The site can be easily missed- I first visited the field about a decade ago, unaware of the henge, and failed to spot it (although in my defence I was downhill from it, near the river). Much easier to find second time around, entering over a stile from White Horse Lane, the local electricity board has helpfully marked the spot by placing a pylon either side (they also stuck the adjoining substation over a related round barrow). On a hot, parched summers day like the one of my visit, the earthworks are quite clear, and the vegetation still conforms to the henge contours. Lots of flints lying about, and the ground is turned over by moles- a few finds have been spotted fairly recently. I’m sure someone with a better eye for flint tools than myself could spend a productive half hour here.
I live 5 minutes away from this "most important henge of its kind outside of Wessex". Unfortunately, it is most unimpressive but if you walk around the circle in the field and imagine what might have gone on all those years ago you will surely smile.
If you park in 'The Cock' pub car park in Old Lakenham and have a drink, and then walk over the river and railway bridges there is a footpath into the field in the direction of the henge. Follow the line of the hedgerow to the South along to towards the house. The henge is between two pylons to the left (east) of the house.
[visited 9/12/02] A perishingly cold december day couldn't temper the joy I had visiting this site. Really not much to see on the ground, just a depression with a low bank around it. It also has the pleasure of a fck off huge pylon right next to it..
But it's a henge, in Norfolk. And its even on the Norwich A-Z, Alan Partridge would be proud...
A henge monument at Arminghall photographed from the air (as cropmarks) in 1929 and partly excavated in 1935. The site comprises two concentric sub-circular ditches, the innermost circa 27 metres across and the outer circa 82 metres across.

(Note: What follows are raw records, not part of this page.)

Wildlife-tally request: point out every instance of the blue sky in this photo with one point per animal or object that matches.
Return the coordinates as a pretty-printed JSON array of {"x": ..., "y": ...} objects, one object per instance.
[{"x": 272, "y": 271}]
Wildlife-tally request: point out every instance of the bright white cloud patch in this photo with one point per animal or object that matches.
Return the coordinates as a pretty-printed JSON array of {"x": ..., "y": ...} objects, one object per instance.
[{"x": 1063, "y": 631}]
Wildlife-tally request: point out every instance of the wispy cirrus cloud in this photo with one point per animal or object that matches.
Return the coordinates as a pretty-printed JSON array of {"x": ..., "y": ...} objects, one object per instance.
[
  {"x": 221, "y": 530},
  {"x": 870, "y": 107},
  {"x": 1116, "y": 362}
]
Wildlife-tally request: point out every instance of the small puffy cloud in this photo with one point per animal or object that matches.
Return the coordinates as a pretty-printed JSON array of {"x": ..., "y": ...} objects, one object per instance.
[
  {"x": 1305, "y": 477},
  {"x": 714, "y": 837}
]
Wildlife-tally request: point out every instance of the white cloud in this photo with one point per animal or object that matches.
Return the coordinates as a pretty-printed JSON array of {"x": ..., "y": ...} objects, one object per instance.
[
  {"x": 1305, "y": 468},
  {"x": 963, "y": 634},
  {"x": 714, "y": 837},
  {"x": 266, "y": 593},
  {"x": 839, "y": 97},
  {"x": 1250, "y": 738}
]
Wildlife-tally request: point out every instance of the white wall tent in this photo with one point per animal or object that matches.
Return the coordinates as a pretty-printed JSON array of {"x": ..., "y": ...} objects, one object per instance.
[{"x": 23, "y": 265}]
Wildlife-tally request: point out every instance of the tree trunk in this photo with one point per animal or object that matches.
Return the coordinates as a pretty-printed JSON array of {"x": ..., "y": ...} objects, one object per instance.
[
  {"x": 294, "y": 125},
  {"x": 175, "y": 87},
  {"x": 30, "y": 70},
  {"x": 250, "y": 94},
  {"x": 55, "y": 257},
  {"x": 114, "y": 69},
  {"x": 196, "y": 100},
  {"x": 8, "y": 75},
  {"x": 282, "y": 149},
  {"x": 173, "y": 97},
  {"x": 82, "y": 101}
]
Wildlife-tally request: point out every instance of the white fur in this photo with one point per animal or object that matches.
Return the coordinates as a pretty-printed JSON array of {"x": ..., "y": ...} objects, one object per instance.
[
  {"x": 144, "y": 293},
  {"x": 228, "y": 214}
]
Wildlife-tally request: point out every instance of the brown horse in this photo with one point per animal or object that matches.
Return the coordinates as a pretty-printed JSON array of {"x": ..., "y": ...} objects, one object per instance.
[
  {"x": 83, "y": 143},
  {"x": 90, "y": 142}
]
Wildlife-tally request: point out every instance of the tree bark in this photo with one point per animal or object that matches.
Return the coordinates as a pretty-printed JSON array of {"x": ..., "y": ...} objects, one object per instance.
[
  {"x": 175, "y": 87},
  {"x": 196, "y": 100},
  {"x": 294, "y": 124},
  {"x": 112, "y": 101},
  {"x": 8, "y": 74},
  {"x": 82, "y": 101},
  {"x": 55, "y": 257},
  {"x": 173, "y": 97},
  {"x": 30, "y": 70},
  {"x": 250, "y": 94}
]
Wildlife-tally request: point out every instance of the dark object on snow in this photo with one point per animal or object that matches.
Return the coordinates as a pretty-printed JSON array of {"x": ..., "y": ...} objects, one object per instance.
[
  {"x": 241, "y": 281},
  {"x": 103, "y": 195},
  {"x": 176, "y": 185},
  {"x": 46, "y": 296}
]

The outer ditch is much narrower. Traces of a slight bank were noted both inside the outer ditch and outside the inner ditch. These are presumed by the excavator to represent the same bank. The inner ditch has an entrance on its south-western side. The outer ditch could not be traced on the south west, so it is unclear if it featured a corresponding entrance gap. Cropmark evidence in fact suggests that there may have been three or four interruptions in the oute circuit in the south to southwest sector. Within the inner enclosure was a horseshoe-shaped arrangement of 8 substantial post holes, each of which was accompanied by a ramp (all facing the same direction). The two post holes which were excavated suggested that they held oak posts each about 1 foot in diameter, and sunk about 8 feet into the ground. Several decades later, a radiocarbon date of 2490+/-150 bc (uncalibrated) was obtained from charcoal recovered from one of the post holes. Finds from primary contexts were rather limited, comprising mainly flint flakes, cores and burnt flints plus 16 sherds of rusticated Beaker pottery from a "charcoal seam" in the inner ditch. The presence of Beaker sherds is a little at odds with the radiocarbon date, even allowing for the age of the wood, which suggests that the timber circle/horseshoe may well pre-date the henge itself. Unstratified material and finds from secondary contexts included items of Mesolithic, Iron Age and Roman date.
The henge was supposedly aligned on nearby Chapel Hill (much more detail in this excellent study: http://www.uea.ac.uk/~jwmp/CAA2003.pdf ). This hill, now obliterated by the Norwich to London railway line, was once surmounted by the parish church of the deserted medieval village of Markshall. The nearby village of Caistor also had its church away from the village, in this case in a corner of the ruined town of Venta Icenorum (perhaps on the site of one of the town’s temples?). Incidentally, both of these churches were dedicated to St Edmund.
The naming of White Horse Lane adjacent to the site is intriguing. Now, I may have been staring at this for too long or spent a little too long in the sun, but I think there could be a hint of the outline of a horse figure in this photo: http://www.heritage.norfolk.gov.uk/map-record?UID=MNF6100&BBOX=623931,305974,624012,306055&CRS=EPSG:27700&count=1&ck_MON1=true&ck_MON=false
Just outside of the northern curve of the henge, I’m seeing a head due north of the western electricity pylon, and two hind legs just to the left of the eastern set of cables. Just me?!
Arminghall is one of those sites that looks like nothing today, but in its time would undoubtedly have been pretty astonishing.
Like Woodhenge, its potential was spotted from the air by brave military pilot Gilbert Insall, who snapped it with his camera. Grahame Clark excavated it in 1935 - he found eight enormous post holes in the middle of the henge. Each was equipped with a slope to help manoeuvring (you can see these in the diagram posted by KK), and they were arranged in a horseshoe, with the open part next to the henge entrance.
The two holes that Clark excavated most thoroughly had post pipes nearly 1m across. Post pipes are the traces in the soil of rotted timber posts - so the oak timber posts must have been Enormous.
Considering Maud Cunnington thought her 85cm postpipes at Woodhenge translated into posts rising 7.5m above the ground and weighing 5 1/2 tons - well, Arminghall must surely have been a stupendous sight.
Though this may take some imagining considering its current environment.